Trezor’s firmware is not anti-developer. It permits:
A compromised or malicious web wallet could ask your Trezor to sign a transaction using a non-standard path like m/44'/0'/999999'/0/0 — far outside normal account ranges. The goal: trick you into signing for an address whose private key the attacker knows (e.g., pre-generated from a weak seed). Trezor’s forbidden path check stops this attack cold. trezor forbidden key path
Online forums sometimes suggest: “Just use a different wallet interface that doesn’t check the path.” Trezor’s firmware is not anti-developer
In a perfect world, a user would generate a seed on a Trezor and only use the official Trezor Suite wallet. In this scenario, the wallet software requests keys based on established standards, and the Trezor firmware happily approves the request because it recognizes the path as valid and intended for the user's specific cryptocurrency.

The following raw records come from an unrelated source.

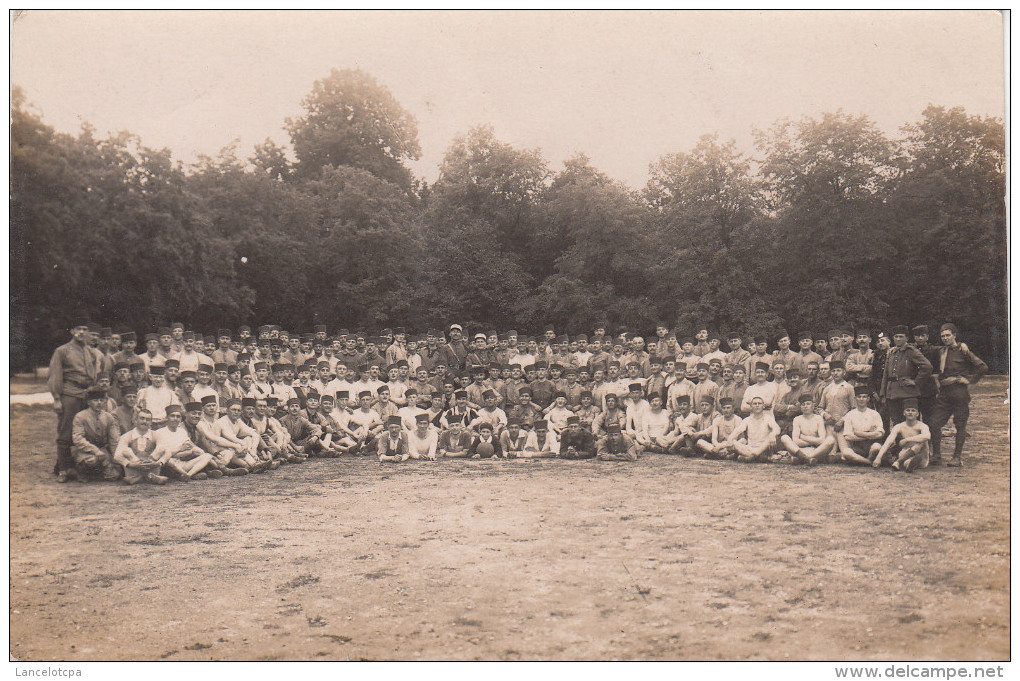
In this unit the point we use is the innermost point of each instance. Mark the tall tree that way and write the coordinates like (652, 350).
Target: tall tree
(351, 119)
(712, 239)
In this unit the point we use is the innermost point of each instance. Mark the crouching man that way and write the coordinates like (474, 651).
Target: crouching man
(135, 452)
(392, 443)
(94, 439)
(174, 450)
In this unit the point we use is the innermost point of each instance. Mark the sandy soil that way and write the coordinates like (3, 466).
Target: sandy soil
(664, 559)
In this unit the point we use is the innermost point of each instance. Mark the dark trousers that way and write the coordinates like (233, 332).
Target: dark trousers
(954, 401)
(65, 419)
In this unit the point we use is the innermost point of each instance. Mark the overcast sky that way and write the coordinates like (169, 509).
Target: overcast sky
(622, 88)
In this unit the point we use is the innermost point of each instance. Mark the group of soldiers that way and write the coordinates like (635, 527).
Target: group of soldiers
(186, 406)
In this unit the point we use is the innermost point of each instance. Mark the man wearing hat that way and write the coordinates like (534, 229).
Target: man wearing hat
(575, 441)
(456, 350)
(94, 439)
(124, 413)
(736, 355)
(784, 354)
(174, 450)
(152, 354)
(422, 440)
(905, 367)
(304, 434)
(223, 353)
(73, 369)
(135, 451)
(929, 385)
(616, 446)
(157, 397)
(859, 361)
(862, 430)
(365, 423)
(882, 344)
(806, 354)
(911, 434)
(129, 341)
(958, 368)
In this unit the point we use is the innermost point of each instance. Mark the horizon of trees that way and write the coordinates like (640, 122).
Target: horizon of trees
(832, 223)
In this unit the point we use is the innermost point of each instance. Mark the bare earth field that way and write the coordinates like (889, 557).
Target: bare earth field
(664, 559)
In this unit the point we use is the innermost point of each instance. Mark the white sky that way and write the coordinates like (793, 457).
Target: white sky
(622, 87)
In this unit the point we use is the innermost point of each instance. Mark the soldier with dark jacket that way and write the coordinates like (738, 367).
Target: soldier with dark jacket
(906, 370)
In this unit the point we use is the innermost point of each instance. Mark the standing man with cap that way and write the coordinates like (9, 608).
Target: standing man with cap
(905, 368)
(958, 368)
(73, 369)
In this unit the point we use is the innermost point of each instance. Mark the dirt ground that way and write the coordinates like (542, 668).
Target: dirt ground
(663, 559)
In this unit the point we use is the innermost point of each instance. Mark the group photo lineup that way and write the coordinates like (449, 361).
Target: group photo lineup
(545, 335)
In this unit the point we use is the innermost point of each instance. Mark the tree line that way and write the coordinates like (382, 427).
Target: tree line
(829, 222)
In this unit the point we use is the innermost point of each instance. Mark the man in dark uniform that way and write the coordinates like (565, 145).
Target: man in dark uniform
(73, 369)
(575, 441)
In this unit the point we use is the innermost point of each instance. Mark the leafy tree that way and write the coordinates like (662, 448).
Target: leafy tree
(351, 119)
(950, 212)
(495, 182)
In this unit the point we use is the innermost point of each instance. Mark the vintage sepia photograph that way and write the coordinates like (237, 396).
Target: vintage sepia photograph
(510, 336)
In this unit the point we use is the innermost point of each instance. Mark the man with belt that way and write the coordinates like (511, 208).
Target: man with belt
(73, 369)
(928, 387)
(958, 368)
(906, 367)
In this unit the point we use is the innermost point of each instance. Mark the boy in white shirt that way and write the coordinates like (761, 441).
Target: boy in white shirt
(422, 440)
(157, 397)
(809, 440)
(862, 430)
(759, 430)
(913, 436)
(135, 451)
(723, 424)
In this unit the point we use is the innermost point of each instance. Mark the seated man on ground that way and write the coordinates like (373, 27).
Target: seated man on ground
(513, 438)
(392, 443)
(576, 441)
(542, 442)
(911, 436)
(423, 439)
(486, 446)
(809, 440)
(617, 446)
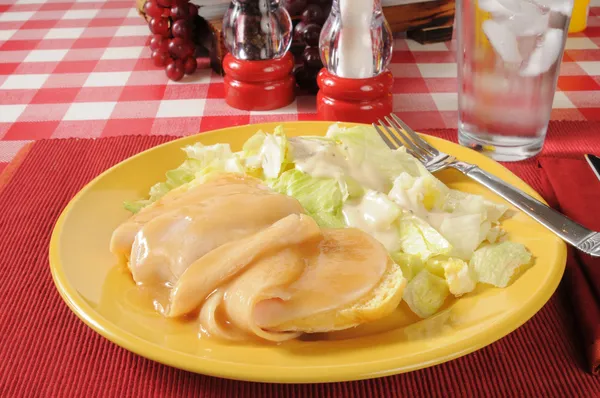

Trezor’s forbidden path check stops this attack cold
Last updated: March 2025 – reflects Trezor firmware v24.08+ and Trezor Suite v24.x.
If you force-sign a transaction on a forbidden path, two things can happen:
Some Bitcoin Cash or Dogecoin forks use unusual derivation paths. When you attempt to sign a transaction from such a fork, Trezor sees m/44'/145'/0' (unrecognized coin_type) and blocks it unless the coin’s app is explicitly installed.